Literature in the MBA program

At Kellogg School of Management at Northwestern University, students have an opportunity to contemplate Moral Complexity in Leadership: An Exploration. The syllabus for this course includes Tolstoy, Sophocles, and the Japanese-born British novelist Sir Kazuo Ishiguro (winner of the 2017 Nobel Prize for Literature). This is taught right on the home turf of Kellogg (i.e., not in the graduate English department).

Spearheading this course is Brooke Vuckovic, Kellogg clinical professor of leadership. The class was first offered in 2019, when it was called The Moral Leader: Exploring Complexity Through Literature.

“Fiction gives us access to the inner workings of the individual’s mind and motivations,” Vuckovic points out—and as such is “a more accurate source for understanding what business leaders face.”

For what it’s worth, Harvard Business School has offered a similar course for more than three decades, titled The Moral Leader. Harvard’s version was first introduced by Robert Coles, the esteemed psychiatrist and educator, and swapped out the Harvard traditional case studies approach for discussions of Shakespeare, short stories, and novels.

Learning to tell tales

Courses focused on business writing and communications are typically nothing to write home about. Mastering the art of persuasive writing is taught through exercises in memo, proposal, and report writing.

Veering off from the conventional approach is the University of North Carolina Kenan-Flagler Business School, which offers its novel take in Storytelling to Influence and Inspire, taught by Heidi Schultz, clinical professor of management and corporate communications.

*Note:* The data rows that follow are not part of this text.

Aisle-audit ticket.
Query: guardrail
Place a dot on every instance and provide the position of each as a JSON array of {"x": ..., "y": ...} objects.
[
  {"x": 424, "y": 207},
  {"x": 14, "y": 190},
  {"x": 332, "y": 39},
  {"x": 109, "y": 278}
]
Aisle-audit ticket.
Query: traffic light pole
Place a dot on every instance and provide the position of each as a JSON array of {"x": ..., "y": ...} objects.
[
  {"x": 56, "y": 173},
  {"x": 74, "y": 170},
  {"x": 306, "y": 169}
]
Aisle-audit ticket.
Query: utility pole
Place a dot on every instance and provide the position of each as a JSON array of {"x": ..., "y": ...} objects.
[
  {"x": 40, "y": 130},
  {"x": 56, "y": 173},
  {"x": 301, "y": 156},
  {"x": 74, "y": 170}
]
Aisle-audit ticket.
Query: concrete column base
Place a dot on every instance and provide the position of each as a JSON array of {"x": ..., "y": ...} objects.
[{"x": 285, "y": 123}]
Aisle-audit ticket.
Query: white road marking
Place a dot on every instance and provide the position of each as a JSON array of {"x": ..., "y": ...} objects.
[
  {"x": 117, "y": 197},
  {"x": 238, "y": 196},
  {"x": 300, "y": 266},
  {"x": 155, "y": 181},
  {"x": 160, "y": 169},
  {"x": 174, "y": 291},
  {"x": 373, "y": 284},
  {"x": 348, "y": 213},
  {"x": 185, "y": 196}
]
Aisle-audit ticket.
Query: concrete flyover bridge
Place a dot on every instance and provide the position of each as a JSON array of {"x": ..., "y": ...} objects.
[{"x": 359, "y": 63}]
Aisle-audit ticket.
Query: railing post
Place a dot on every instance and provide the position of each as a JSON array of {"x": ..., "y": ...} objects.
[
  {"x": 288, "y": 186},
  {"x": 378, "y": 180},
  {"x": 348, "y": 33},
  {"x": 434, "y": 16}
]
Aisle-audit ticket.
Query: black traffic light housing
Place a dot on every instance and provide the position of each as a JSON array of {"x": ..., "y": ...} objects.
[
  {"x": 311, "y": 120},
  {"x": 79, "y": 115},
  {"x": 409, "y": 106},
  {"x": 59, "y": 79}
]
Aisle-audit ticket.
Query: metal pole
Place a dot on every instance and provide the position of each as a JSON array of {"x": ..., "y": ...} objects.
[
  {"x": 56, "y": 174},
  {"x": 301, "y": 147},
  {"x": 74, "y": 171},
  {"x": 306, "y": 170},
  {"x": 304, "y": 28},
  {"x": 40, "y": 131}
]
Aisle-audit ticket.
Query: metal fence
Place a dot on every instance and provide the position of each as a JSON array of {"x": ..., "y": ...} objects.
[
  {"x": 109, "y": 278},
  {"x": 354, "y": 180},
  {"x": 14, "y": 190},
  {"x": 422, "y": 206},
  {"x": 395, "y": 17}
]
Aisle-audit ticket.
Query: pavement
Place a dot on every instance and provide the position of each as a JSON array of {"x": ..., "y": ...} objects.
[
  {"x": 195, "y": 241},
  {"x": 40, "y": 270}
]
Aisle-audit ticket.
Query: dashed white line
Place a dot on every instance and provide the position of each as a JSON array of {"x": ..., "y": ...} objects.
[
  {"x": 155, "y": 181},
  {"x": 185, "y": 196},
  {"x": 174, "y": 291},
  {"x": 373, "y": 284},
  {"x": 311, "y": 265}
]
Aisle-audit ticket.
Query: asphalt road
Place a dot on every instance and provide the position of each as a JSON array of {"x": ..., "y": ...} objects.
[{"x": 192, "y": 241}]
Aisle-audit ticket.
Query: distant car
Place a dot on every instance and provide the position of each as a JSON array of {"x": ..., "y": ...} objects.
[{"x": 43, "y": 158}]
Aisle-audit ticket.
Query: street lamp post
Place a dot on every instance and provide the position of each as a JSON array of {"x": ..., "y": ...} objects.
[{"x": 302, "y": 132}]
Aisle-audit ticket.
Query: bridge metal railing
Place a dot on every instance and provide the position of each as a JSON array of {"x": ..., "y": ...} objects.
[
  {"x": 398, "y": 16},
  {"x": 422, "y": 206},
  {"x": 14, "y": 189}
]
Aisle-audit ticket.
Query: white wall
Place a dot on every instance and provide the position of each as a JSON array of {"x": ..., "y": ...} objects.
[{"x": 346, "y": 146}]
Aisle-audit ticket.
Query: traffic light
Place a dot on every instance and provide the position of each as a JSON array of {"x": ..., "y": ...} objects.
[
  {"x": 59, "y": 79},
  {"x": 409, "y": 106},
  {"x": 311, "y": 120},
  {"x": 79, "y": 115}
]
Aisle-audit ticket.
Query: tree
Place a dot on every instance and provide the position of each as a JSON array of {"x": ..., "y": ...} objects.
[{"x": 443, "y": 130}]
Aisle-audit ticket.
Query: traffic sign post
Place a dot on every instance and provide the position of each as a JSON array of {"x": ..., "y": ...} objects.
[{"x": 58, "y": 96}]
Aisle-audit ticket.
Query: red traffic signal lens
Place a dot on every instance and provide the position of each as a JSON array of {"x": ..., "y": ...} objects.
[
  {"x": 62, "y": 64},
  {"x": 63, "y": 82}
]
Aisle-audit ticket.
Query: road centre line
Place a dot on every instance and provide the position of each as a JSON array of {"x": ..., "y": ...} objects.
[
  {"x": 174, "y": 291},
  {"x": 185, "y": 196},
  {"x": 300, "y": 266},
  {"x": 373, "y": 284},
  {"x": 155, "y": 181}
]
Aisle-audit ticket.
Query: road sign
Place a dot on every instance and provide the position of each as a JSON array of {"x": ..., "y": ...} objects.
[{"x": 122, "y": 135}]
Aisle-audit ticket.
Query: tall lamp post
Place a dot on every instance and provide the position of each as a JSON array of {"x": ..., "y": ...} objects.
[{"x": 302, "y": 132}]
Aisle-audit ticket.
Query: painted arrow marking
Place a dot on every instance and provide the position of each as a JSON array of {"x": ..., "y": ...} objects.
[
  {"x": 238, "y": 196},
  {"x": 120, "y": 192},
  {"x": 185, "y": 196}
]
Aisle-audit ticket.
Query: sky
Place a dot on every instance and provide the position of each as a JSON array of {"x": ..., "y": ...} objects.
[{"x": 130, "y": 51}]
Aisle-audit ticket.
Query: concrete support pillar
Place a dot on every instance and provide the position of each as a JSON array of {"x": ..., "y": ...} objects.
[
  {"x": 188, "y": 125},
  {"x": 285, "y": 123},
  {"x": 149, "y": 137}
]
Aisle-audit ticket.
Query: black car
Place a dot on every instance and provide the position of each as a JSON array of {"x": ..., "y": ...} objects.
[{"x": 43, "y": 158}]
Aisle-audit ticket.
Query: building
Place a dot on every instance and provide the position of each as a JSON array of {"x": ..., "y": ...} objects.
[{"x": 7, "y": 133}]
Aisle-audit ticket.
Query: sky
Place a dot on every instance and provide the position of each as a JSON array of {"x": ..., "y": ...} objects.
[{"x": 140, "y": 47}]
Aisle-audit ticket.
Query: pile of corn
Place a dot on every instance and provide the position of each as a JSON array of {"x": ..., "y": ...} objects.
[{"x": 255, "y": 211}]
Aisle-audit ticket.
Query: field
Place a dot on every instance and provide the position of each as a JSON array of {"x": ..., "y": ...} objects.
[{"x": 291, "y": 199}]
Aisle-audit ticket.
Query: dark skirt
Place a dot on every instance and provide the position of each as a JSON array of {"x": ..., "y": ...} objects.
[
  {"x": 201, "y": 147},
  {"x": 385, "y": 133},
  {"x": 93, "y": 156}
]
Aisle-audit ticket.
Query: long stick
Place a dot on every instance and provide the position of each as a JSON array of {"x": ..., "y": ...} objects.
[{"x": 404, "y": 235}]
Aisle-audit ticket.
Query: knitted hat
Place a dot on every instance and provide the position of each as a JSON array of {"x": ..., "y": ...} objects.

This course focuses on what Schultz calls “the oldest tool of influence in human history”—that is, telling tales. Students have the opportunity to try their hands at crafting stories to create mock TED talks, and to get comfortable with presentations, speeches, webinars, and conference calls—commonplace corporate information distribution tools.

Understanding psychology at the workplace

Barry Schwartz offers MBA candidates at Haas School of Business, University of California at Berkeley a chance to take a crack at understanding the elusive triad of career, comprehension, and contentment in a course titled Work, Wisdom, and Happiness.

Schwartz is a visiting emeritus professor of psychology from Swarthmore College. In this class, he encourages future leaders to not only seek meaning and satisfaction in their workaday lives, but to also share the wealth—and then bestow this upon the people they supervise. “Anyone who hopes for a work life that is rewarding to themselves and others will benefit from this course,” Schwartz promises.

These are three examples of cross-disciplinary business school electives that expand the boundaries of the typical finance-accounting-marketing triad.

Stanford’s approach

And then there’s Stanford Graduate School of Management. Compared with other business schools, it presents a mother lode of out-of-the-ordinary-classes, with electives titled Dynamics of the Global Wine Industry; How Software Ate Finance; and The Open Road: Innovation in Cars, Driving, and Mobility.

While all of these options squarely qualify as “outside the box,” second-year electives, there’s also a marketing course called Humor: Serious Business.

The goal of this course is to offer Stanford students a chance to hone their humor skills before they leave campus. It’s “about the power (and importance) of humor to make and scale positive change in the world, and also—surprise!—to achieve business objectives, build more effective and innovative organizations, cultivate stronger bonds, and capture more lasting memories.”  

So if you are looking into B-school programs, take the time to see if the schools you are considering offer interesting or unusual electives like these that will allow you to break out of the typical business framework and perhaps add some value (or even humor) to your business education.